Uma pluralidade de sexos e géneros

  1. As formas de viver a sexualidade são principalmente sociais. O desenvolvimento humano afastou progressivamente a sexualidade da sua função meramente reprodutora para reinventar o sexo de diversas maneiras. Esse desenvolvimento humano conduziu ao sexo sem reprodução (graças aos contracetivos e a práticas sexuais não reprodutoras), e à reprodução sem sexo (como a fertilização in vitro ou outras técnicas de procriação medicamente assistida).
  2. Existem diversas orientações sexuais e relacionais. Há pessoas que se relacionam com outras de sexo diferente (heterossexuais), do mesmo sexo (homossexuais), pessoas que não limitam as suas experiências sexuais e românticas a membros de um único sexo ou género (bissexuais), pessoas para quem o género e o sexo são indiferentes para o estabelecimento de relações afetivas e/ou sexuais (pansexuais), pessoas sem atração sexual (assexuais) ou romântica (arromânticas), pessoas que só sentem atração sexual quando estabelecem uma relação de grande proximidade afetiva (demissexuais). Ao nível do estabelecimento de relações também há diversidade. Pegando apenas em exemplos de formas de relação onde há consentimento de todas as partes envolvidas: há, para além da relação monogâmica fechada (na qual duas pessoas estabelecem uma relação exclusiva entre si), a relação aberta (na qual é aceite que os parceiros se envolvam sexualmente ou afetivamente com pessoas externas à relação) e uma pluralidade de relações poliamorosas (onde as pessoas envolvidas estabelecem dois ou mais relacionamentos afetivos/sexuais de forma paralela e consensual).
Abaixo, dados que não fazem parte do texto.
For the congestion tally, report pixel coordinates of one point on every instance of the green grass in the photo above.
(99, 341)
  3. Este elenco de orientações sexuais e relacionais não é exaustivo, devendo respeitar-se a existência de uma pluralidade de outras orientações sexuais e relacionais cujas designações e referentes não se limitam a uma categorização sociológica orientada pelas práticas mas que são também expressões quer da liberdade de autodesignação, quer da diversidade cultural humana.

  4. As identidades de género, à semelhança das práticas sexuais, não se justapõem nem a funções biológicas nem aos critérios biologizantes de classificação dos seres humanos entre fêmeas e machos. Efetivamente, na generalidade das culturas, as identidades de género masculino e feminino, variando no tempo e no espaço, desenvolveram-se de forma alinhada com os sexos. Mas isso não criou qualquer binarismo universal. Existindo em diferentes culturas outros géneros que frequentemente derivam, com critérios muito variados, daquela estrutura binária (admitindo a existência de homens femininos, mulheres masculinas, pessoas de dupla identidade ou de género fluído).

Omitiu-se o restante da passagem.